Downtown
Berkeley does not lend itself well to noir. It doesn’t understand subtlety. It
doesn’t know nuance. It wears itself on its incense-singed sleeve, letting it
all hang out the way that this city does both so well and so terribly. I should
know. I’ve been here more than two decades, and either this place has gotten
more extreme or I’ve become less so, and in either case I’ve been wondering if
a split-up is imminent.
“Hey,”
some dude says, and I cringe out of reflex. I’ve already been having a tough
day. Jeremy hasn’t been returning my texts and I know damn well he’s been
reading them. I mean, it says it
right there on the phone. READ 1:46 p.m. READ 2 p.m. Technology is the worst
tattletale out there.
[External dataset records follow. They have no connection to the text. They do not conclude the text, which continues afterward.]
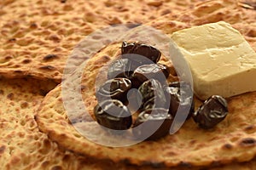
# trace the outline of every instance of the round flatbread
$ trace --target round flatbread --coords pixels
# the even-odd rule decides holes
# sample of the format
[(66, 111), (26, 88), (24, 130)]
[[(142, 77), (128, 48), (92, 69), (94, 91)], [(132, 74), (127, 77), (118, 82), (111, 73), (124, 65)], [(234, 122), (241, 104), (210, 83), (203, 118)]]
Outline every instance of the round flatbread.
[[(226, 4), (229, 5), (225, 6)], [(225, 13), (228, 14), (225, 15)], [(170, 17), (168, 19), (171, 20), (161, 19), (151, 24), (160, 28), (165, 33), (171, 34), (185, 27), (225, 20), (250, 40), (249, 43), (255, 48), (254, 37), (248, 33), (255, 31), (255, 27), (251, 26), (253, 25), (251, 22), (252, 17), (246, 14), (244, 9), (236, 3), (230, 1), (202, 3), (188, 14), (180, 16), (177, 14), (176, 21)], [(118, 42), (108, 46), (90, 59), (86, 68), (80, 68), (84, 69), (84, 74), (81, 87), (78, 89), (81, 89), (83, 101), (90, 115), (96, 105), (96, 78), (100, 69), (118, 56), (120, 45)], [(67, 117), (63, 101), (71, 99), (70, 106), (76, 105), (78, 101), (63, 99), (61, 90), (63, 90), (61, 86), (59, 86), (46, 96), (38, 111), (36, 120), (39, 128), (51, 139), (79, 154), (137, 165), (173, 167), (225, 164), (234, 161), (246, 162), (253, 159), (256, 153), (255, 92), (228, 99), (229, 115), (224, 122), (211, 130), (199, 128), (190, 119), (174, 135), (166, 136), (157, 141), (144, 141), (131, 146), (114, 148), (93, 143), (74, 128), (75, 125), (86, 129), (87, 132), (91, 132), (91, 134), (96, 133), (95, 138), (100, 136), (101, 139), (109, 142), (122, 139), (99, 128), (97, 123), (87, 117), (86, 114), (73, 114)], [(79, 93), (79, 90), (77, 93)], [(83, 111), (81, 108), (79, 112)], [(92, 135), (91, 138), (93, 137)]]

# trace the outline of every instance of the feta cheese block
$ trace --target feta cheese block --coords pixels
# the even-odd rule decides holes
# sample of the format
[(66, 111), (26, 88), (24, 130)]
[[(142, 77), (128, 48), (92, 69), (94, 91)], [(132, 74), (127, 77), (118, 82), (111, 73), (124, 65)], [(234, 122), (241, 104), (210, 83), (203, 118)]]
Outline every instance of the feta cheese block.
[(220, 21), (181, 30), (172, 39), (189, 65), (199, 99), (256, 91), (256, 53), (230, 24)]

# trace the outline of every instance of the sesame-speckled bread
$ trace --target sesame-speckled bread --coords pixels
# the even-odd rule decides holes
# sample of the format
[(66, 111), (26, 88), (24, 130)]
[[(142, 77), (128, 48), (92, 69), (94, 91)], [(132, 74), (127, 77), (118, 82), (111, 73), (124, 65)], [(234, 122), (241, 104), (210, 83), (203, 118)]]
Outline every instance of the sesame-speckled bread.
[[(173, 16), (166, 15), (150, 24), (165, 33), (171, 34), (183, 28), (225, 20), (239, 30), (255, 49), (255, 22), (252, 18), (255, 11), (249, 11), (247, 14), (245, 10), (247, 9), (240, 7), (236, 2), (210, 1), (201, 3), (194, 10)], [(236, 13), (228, 13), (229, 11)], [(96, 104), (94, 84), (96, 77), (100, 68), (118, 55), (120, 44), (113, 43), (90, 59), (84, 71), (82, 86), (78, 87), (77, 94), (78, 94), (81, 88), (84, 105), (90, 114)], [(72, 99), (71, 97), (64, 99), (71, 99), (71, 105), (79, 103)], [(256, 154), (255, 92), (228, 99), (230, 114), (212, 130), (200, 129), (192, 120), (189, 120), (174, 135), (166, 136), (158, 141), (145, 141), (124, 148), (102, 146), (83, 137), (75, 130), (70, 121), (74, 122), (76, 128), (96, 132), (106, 141), (114, 142), (111, 139), (118, 138), (109, 137), (109, 133), (96, 126), (96, 122), (83, 122), (82, 120), (81, 122), (81, 117), (84, 120), (87, 118), (84, 117), (84, 115), (71, 115), (69, 120), (63, 107), (64, 99), (61, 96), (61, 86), (52, 90), (43, 101), (36, 120), (39, 128), (59, 145), (84, 156), (109, 159), (114, 162), (173, 167), (214, 166), (233, 162), (247, 162), (252, 160)], [(254, 161), (247, 164), (235, 163), (225, 168), (247, 169), (250, 167), (246, 165), (253, 167), (253, 164)], [(224, 167), (220, 167), (223, 168)]]
[(0, 1), (0, 74), (60, 82), (73, 47), (96, 29), (143, 24), (197, 0)]
[[(51, 82), (33, 79), (0, 80), (1, 169), (154, 169), (76, 156), (59, 148), (46, 134), (38, 131), (33, 119), (34, 110), (55, 85)], [(229, 169), (249, 169), (245, 166), (255, 166), (253, 162), (235, 165)], [(182, 169), (186, 168), (177, 168)]]

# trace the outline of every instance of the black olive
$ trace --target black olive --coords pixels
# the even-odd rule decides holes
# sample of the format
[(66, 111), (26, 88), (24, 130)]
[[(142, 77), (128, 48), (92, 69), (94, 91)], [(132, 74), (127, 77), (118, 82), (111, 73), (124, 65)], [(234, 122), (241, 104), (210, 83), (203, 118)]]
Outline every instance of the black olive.
[(131, 88), (131, 82), (127, 78), (113, 78), (108, 80), (96, 93), (98, 102), (105, 99), (119, 99), (127, 102), (127, 92)]
[[(174, 117), (179, 108), (180, 114), (183, 114), (187, 119), (190, 118), (195, 111), (193, 95), (189, 96), (189, 94), (192, 94), (190, 85), (184, 82), (173, 82), (165, 87), (165, 92), (171, 98), (169, 113)], [(189, 115), (185, 112), (188, 110)]]
[(161, 55), (161, 53), (153, 46), (127, 42), (123, 42), (121, 53), (123, 58), (129, 58), (142, 65), (157, 63)]
[(163, 64), (143, 65), (137, 67), (132, 74), (132, 86), (138, 88), (148, 79), (154, 78), (165, 82), (170, 74), (170, 68)]
[(165, 95), (161, 83), (155, 79), (149, 79), (144, 82), (138, 91), (138, 101), (142, 101), (141, 109), (148, 108), (168, 108), (168, 98)]
[(108, 79), (116, 77), (131, 78), (133, 71), (139, 66), (138, 63), (129, 59), (119, 59), (110, 64), (108, 70)]
[(213, 95), (207, 99), (192, 115), (194, 121), (202, 128), (212, 128), (222, 122), (228, 114), (225, 99)]
[(136, 119), (132, 133), (137, 139), (155, 140), (169, 133), (172, 121), (166, 109), (148, 109)]
[(128, 129), (132, 122), (130, 110), (117, 99), (107, 99), (96, 105), (94, 115), (99, 124), (113, 130)]

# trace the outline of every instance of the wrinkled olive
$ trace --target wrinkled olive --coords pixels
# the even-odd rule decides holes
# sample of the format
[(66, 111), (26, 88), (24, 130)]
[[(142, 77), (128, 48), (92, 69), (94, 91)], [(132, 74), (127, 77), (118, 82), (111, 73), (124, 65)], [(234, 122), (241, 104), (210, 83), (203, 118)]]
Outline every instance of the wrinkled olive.
[(96, 93), (98, 102), (105, 99), (119, 99), (127, 102), (126, 94), (131, 88), (131, 82), (127, 78), (113, 78), (108, 80)]
[(141, 109), (148, 108), (168, 108), (166, 104), (168, 99), (165, 95), (161, 83), (155, 79), (149, 79), (144, 82), (138, 91), (138, 101), (142, 101)]
[(154, 78), (165, 82), (170, 74), (170, 68), (163, 64), (143, 65), (137, 67), (132, 74), (133, 88), (138, 88), (148, 79)]
[(213, 95), (207, 99), (192, 115), (194, 121), (202, 128), (212, 128), (222, 122), (228, 114), (225, 99)]
[[(165, 88), (165, 92), (171, 98), (169, 113), (174, 117), (180, 108), (180, 114), (183, 114), (189, 119), (195, 111), (193, 95), (189, 96), (189, 92), (192, 93), (190, 85), (183, 82), (171, 82)], [(189, 115), (185, 112), (186, 110), (189, 110)]]
[(100, 125), (113, 130), (128, 129), (132, 122), (130, 110), (117, 99), (107, 99), (96, 105), (94, 115)]
[(131, 61), (129, 59), (119, 59), (108, 66), (108, 79), (116, 77), (131, 78), (133, 71), (139, 66), (138, 63)]
[[(129, 58), (130, 60), (135, 60), (142, 65), (152, 64), (152, 62), (157, 63), (161, 55), (161, 53), (153, 46), (127, 42), (123, 42), (121, 53), (123, 58)], [(141, 57), (132, 54), (141, 55)]]
[(136, 139), (155, 140), (169, 133), (172, 121), (166, 109), (148, 109), (136, 119), (132, 133)]

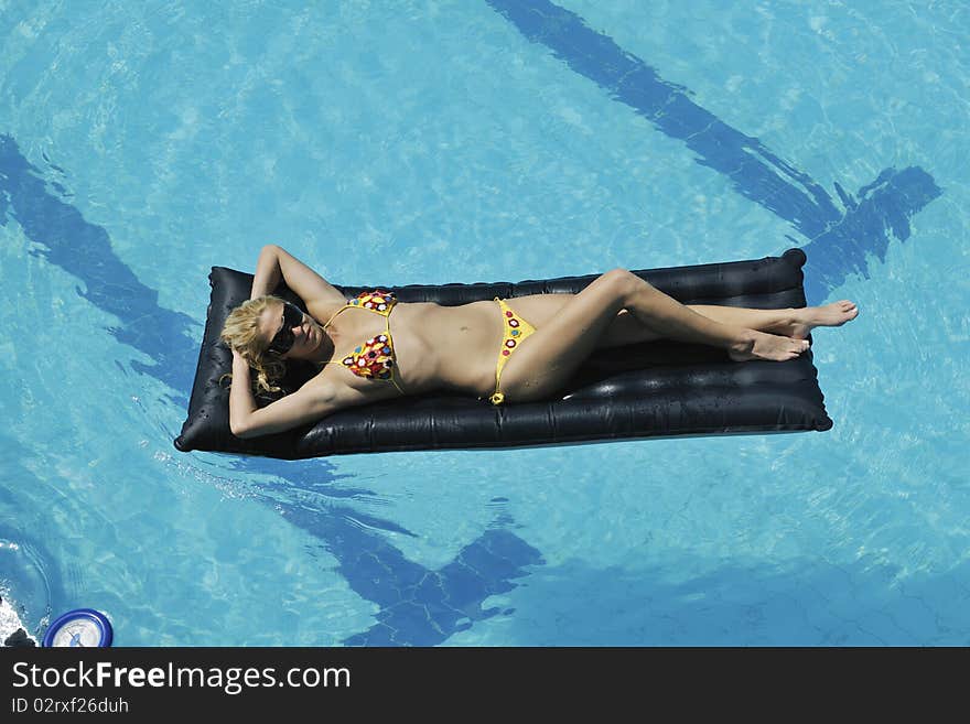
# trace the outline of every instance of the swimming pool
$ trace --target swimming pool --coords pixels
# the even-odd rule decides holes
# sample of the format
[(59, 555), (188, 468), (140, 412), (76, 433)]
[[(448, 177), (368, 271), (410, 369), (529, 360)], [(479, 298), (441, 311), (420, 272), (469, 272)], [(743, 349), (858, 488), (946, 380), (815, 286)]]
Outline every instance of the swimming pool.
[[(119, 646), (967, 645), (964, 2), (7, 2), (0, 595)], [(212, 266), (805, 249), (827, 433), (172, 447)], [(962, 363), (960, 360), (963, 360)]]

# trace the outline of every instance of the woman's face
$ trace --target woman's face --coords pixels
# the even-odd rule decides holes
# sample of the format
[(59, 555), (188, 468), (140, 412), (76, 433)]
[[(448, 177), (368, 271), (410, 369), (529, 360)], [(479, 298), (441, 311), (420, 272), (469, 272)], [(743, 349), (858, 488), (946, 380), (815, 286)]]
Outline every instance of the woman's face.
[(266, 348), (284, 359), (309, 358), (323, 341), (316, 321), (289, 302), (268, 305), (259, 317), (259, 332)]

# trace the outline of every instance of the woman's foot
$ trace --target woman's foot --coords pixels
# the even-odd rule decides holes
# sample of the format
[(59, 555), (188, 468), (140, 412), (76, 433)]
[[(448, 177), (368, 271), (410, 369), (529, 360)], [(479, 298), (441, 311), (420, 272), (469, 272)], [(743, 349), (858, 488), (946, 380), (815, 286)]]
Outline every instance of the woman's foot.
[(805, 339), (816, 327), (840, 327), (856, 316), (859, 307), (849, 300), (824, 306), (808, 306), (795, 310), (795, 322), (787, 325), (784, 333), (796, 339)]
[(747, 329), (745, 338), (732, 345), (728, 355), (734, 361), (747, 361), (750, 359), (768, 359), (770, 361), (787, 361), (795, 359), (808, 349), (807, 339), (794, 339), (777, 334), (765, 334)]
You can’t hide anything anymore because we’ve made it
impossible.
The
guy is relatively clean-cut for someone sitting on the sidewalk, and I have to
wonder if he is even a part of the typical path of human debris that lines
Shattuck Avenue on a more-than-regular basis. Maybe he’s just a student trying
to experience Real Life by immersing himself in urine-scented concrete. Maybe
he’s a tourist checking his iPhone for a likely Airbnb. Maybe he’s just an
observer, and God knows there’s plenty of those here. Maybe, but as it turns
out, he’s exactly what I thought he might be.
Berkeley,
will you please surprise me from time to time?